In its latest five-year forecast, the American Rental Association (ARA) said it expects the equipment rental industry’s revenue to grow consistently with a compound annual growth rate (CAGR) between of 4.7% in 2017 and 2021 in the United States, resulting in total revenue of $59.3 billion in 2021.
According to the ARA’s recently updated Rental Market Monitor five-year forecast, total rental revenue in the U.S. is expected to grow by 4.5% in 2018 to reach $51.5 billion, 5.5% in 2019, 4.9% in 2020 and 4.1% in 2021. The November forecast almost is exactly the same as the last forecast in August, with only minor fluctuations up or down in expected growth rates each year.
In Canada, equipment rental revenue also is expected to show consistent growth, reaching $5.3 billion in 2018 with growth rates of 4.1% in 2019, 5% in 2020 and 4.8% in 2021 to total $6.11 billion.
“This is a strong forecast, showing the equipment rental industry will continue to consistently grow over the next five years, without factoring in any possible impact from tax reform or infrastructure spending,” said John McClelland, ARA’s vice president for government affairs and chief economist.

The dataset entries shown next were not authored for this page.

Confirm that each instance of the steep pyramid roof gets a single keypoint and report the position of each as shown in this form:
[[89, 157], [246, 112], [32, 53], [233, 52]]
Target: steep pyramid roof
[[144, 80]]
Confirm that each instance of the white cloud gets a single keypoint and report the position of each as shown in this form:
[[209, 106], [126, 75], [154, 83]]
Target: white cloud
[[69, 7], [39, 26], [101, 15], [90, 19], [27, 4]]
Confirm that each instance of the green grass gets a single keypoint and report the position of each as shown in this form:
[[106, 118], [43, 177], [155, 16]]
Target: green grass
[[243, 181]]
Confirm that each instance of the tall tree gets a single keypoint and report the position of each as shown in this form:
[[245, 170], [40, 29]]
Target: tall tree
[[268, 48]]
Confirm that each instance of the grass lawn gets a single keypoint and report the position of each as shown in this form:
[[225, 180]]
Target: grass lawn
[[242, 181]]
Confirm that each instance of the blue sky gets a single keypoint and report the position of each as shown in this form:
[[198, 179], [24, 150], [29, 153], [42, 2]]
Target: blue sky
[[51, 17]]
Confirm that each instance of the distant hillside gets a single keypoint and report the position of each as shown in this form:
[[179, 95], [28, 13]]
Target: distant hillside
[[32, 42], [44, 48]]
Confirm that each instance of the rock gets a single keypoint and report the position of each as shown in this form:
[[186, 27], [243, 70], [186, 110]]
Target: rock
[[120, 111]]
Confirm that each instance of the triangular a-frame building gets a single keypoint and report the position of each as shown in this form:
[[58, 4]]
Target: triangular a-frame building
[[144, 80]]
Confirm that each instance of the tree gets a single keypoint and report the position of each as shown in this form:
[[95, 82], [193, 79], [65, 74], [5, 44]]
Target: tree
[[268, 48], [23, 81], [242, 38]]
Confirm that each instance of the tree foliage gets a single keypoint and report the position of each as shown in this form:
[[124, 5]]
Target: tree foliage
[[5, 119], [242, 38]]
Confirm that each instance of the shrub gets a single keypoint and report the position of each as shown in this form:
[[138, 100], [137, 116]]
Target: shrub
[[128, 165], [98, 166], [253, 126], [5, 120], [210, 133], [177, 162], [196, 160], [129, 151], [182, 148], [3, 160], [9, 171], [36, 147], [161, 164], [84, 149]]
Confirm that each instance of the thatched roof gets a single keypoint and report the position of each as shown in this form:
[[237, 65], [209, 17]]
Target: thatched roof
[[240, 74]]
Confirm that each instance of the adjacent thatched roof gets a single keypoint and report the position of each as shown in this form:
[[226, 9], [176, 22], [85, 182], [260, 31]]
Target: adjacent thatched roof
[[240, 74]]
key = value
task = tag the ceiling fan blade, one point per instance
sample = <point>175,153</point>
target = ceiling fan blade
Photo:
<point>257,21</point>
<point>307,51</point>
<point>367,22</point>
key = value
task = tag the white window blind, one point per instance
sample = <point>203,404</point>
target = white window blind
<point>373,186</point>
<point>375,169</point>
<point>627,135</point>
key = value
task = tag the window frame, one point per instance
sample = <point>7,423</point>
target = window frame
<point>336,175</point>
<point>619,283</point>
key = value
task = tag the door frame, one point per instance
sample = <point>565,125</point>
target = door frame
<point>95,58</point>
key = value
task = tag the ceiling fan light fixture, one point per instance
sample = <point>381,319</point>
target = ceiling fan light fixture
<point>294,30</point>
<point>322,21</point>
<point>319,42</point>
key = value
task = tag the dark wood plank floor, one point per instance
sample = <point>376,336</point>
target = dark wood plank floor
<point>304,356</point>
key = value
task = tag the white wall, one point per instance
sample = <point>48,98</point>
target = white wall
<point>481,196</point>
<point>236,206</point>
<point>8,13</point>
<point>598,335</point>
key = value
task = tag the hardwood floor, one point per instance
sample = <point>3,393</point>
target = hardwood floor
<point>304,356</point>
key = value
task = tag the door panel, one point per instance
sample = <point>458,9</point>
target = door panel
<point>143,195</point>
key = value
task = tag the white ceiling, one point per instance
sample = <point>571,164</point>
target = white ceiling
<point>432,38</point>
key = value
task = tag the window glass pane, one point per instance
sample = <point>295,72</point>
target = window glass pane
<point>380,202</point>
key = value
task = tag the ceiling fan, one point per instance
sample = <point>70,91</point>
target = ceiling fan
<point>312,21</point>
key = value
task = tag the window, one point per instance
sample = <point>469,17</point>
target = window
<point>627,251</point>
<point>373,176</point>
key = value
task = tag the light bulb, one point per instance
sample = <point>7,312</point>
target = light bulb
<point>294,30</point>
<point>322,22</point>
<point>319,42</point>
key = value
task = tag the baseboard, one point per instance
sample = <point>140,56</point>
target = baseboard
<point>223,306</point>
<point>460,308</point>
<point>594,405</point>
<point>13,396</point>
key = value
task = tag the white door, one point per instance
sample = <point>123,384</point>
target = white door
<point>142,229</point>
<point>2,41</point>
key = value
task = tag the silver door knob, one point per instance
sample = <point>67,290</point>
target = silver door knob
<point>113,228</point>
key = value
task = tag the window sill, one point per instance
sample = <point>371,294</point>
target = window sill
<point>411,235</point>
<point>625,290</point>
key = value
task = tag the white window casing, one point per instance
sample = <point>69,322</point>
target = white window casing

According to the ARA Rental Market Monitor, which incorporates data and analysis from IHS Markit, construction/industrial equipment rental revenue is expected to show a 4.1% CAGR over 2017-21, reaching $40.4 billion in 2021.
Investment in rental equipment is projected to increase by 4% in 2018, 8.4% in 2019, 2.6% in 2020 and 1.2% in 2021, surpassing $15 billion that year.